Member of the Chamber of Deputies
- In office 15 May 1949 – 15 May 1957
- Constituency: 7th Departamental Grouping (Santiago, 2nd District)

Personal details
- Born: November 22, 1900 Lebu, Chile
- Died: November 2, 1979 (aged 78) Santiago, Chile
- Party: Agrarian Labor Party
- Spouse(s): Adriana de Beaumont Portales Lilly Judith Martínez Betancourt
- Children: Luis Fernando Rodríguez Martínez
- Parent(s): Amadeo Rodríguez y Valdés María Sara Lazo y Oportot
- Alma mater: University of Chile
- Occupation: Lawyer and politician

= Arnaldo Rodríguez Lazo =

Chilean lawyer and politician (1900-1979)

Arnaldo Amadeo Rodríguez Lazo (22 November 1900 – 2 November 1979) was a Chilean lawyer and politician, and a member of the Agrarian Labor Party. He served as a deputy for the 7th Departamental Grouping of Santiago during two consecutive legislative periods between 1949 and 1957.

== Biography ==
Rodríguez was born in Lebu on 22 November 1900, the son of Amadeo Rodríguez y Valdés and María Sara Lazo y Oportot. He was the brother of Raúl Rodríguez Lazo, a leader of the Conservative Party of Chile and later Minister of Lands and Colonization during the government of General Carlos Ibáñez del Campo.

He completed his secondary studies at the Liceo de Linares and at the Seminary of Talca. He then enrolled in the Law School of the University of Chile, graduating as a lawyer in 1930 with a thesis titled «El Servicio Militar obligatorio». He died in Santiago on 2 November 1979.

== Political and professional career ==
Rodríguez was a founding member of the Agrarian Labor Party. He served as secretary-general, general director and district president for the 2nd District of Santiago.

In the 1949 Chilean parliamentary election, he was elected deputy for the 7th Departamental Grouping (Santiago, 2nd District) for the 1949–1953 term. He served as a replacement member of the Standing Committee on Government Interior and on the Committee on Public Education, and was a full member of the Committees on Labor and Social Legislation and on Police and Regulations.

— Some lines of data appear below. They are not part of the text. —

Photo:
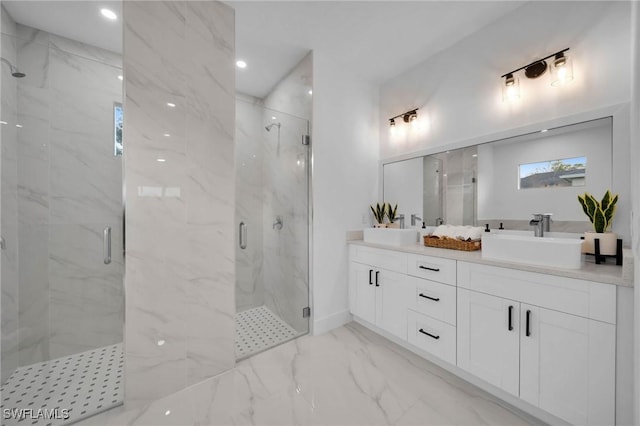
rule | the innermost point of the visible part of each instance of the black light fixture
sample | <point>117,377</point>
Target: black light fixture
<point>561,73</point>
<point>407,117</point>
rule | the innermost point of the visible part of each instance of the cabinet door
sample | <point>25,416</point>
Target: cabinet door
<point>568,365</point>
<point>392,301</point>
<point>488,338</point>
<point>362,293</point>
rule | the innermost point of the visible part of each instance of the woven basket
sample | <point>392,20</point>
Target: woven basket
<point>452,243</point>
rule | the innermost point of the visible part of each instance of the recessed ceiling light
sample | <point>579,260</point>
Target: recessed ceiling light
<point>109,14</point>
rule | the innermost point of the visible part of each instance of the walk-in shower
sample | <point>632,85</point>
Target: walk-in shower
<point>61,221</point>
<point>272,211</point>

He was re-elected for the 1953–1957 term, again representing the same constituency. During this period he sat on the Standing Committees on Government Interior and Police and Regulations.

== Family ==
Rodríguez married Adriana de Beaumont Portales in 1950 in Santiago. She was the daughter of Juan Luis de Beaumont y White and María Teresa Portales de las Cuevas, and descendant of Manuel Portales Palazuelos and Pedro de las Cuevas y Guzmán. After divorcing, he married Lilly Judith Martínez Betancourt, with whom he had one son, Luis Fernando Rodríguez Martínez.